- Film poster
- Directed by: Domenica Cameron-Scorsese
- Written by: Wally Marzano-Lesnevich
- Produced by: Wally Marzano-Lesnevich Michael Sorvino
- Starring: Wally Marzano-Lesnevich Michael Sorvino Abigail Hawk
- Distributed by: Freestyle Digital Media
- Release date: April 24, 2016 (Tribeca);
- Country: United States
- Language: English

= Almost Paris =

Almost Paris is a 2016 American comedy-drama film directed by Domenica Cameron-Scorsese and starring Wally Marzano-Lesnevich, Michael Sorvino and Abigail Hawk.
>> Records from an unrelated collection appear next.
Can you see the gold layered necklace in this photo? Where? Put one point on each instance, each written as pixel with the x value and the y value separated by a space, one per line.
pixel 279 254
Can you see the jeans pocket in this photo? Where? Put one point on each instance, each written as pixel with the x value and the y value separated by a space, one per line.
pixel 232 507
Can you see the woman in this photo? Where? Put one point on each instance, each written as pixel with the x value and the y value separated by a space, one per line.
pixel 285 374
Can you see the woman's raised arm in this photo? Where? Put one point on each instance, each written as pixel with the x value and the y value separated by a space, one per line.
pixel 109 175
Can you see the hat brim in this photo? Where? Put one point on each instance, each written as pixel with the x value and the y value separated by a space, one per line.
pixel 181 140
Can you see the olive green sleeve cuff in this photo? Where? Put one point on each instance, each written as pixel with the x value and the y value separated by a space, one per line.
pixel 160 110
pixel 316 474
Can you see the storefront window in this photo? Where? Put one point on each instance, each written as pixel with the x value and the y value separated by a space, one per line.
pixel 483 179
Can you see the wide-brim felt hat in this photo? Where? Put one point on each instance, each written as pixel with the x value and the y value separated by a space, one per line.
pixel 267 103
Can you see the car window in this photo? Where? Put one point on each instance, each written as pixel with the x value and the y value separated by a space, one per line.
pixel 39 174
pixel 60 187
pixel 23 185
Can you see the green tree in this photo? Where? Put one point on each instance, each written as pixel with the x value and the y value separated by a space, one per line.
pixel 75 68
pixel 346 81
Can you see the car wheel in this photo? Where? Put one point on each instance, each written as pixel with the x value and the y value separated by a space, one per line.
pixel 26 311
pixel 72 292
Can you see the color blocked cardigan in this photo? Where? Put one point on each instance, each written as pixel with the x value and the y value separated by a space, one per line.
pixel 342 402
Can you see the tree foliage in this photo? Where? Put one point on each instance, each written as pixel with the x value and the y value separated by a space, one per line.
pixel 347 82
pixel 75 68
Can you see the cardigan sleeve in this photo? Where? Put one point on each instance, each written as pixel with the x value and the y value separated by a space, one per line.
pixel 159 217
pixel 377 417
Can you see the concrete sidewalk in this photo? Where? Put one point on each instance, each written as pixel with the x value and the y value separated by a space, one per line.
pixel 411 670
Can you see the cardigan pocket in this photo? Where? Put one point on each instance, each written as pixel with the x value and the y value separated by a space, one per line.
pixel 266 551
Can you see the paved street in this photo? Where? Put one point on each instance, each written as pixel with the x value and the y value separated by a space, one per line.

It is Cameron-Scorsese's feature directorial debut.

==Plot==
Set after the 2008 mortgage crisis, the film follows Max, a former banker who returns to his hometown after losing his job. His past actions in the financial sector have contributed to the economic difficulties of people in his community. As he attempts to rebuild his life, Max takes a position at a local bank, where he faces ethical challenges while dealing with clients in financial distress. His return also brings him into conflict with family members and former acquaintances affected by his earlier decisions. Over time, Max seeks to repair these relationships and reassess his role within the community.

==Cast==
- Wally Marzano-Lesnevich
- Susan Varon
- Joanna P. Adler
- Ryan McCarthy
- Adam LeFevre
- Abigail Hawk
- Adrian Martinez
- Michael Sorvino

==Release==
The film premiered at the Tribeca Film Festival on April 24, 2016. Freestyle Digital Media acquired North American distribution rights to the film in November 2017. The film was released in theaters and on digital platforms on January 9, 2018.

==Reception==
Alan Ng of Film Threat awarded the film two stars out of five.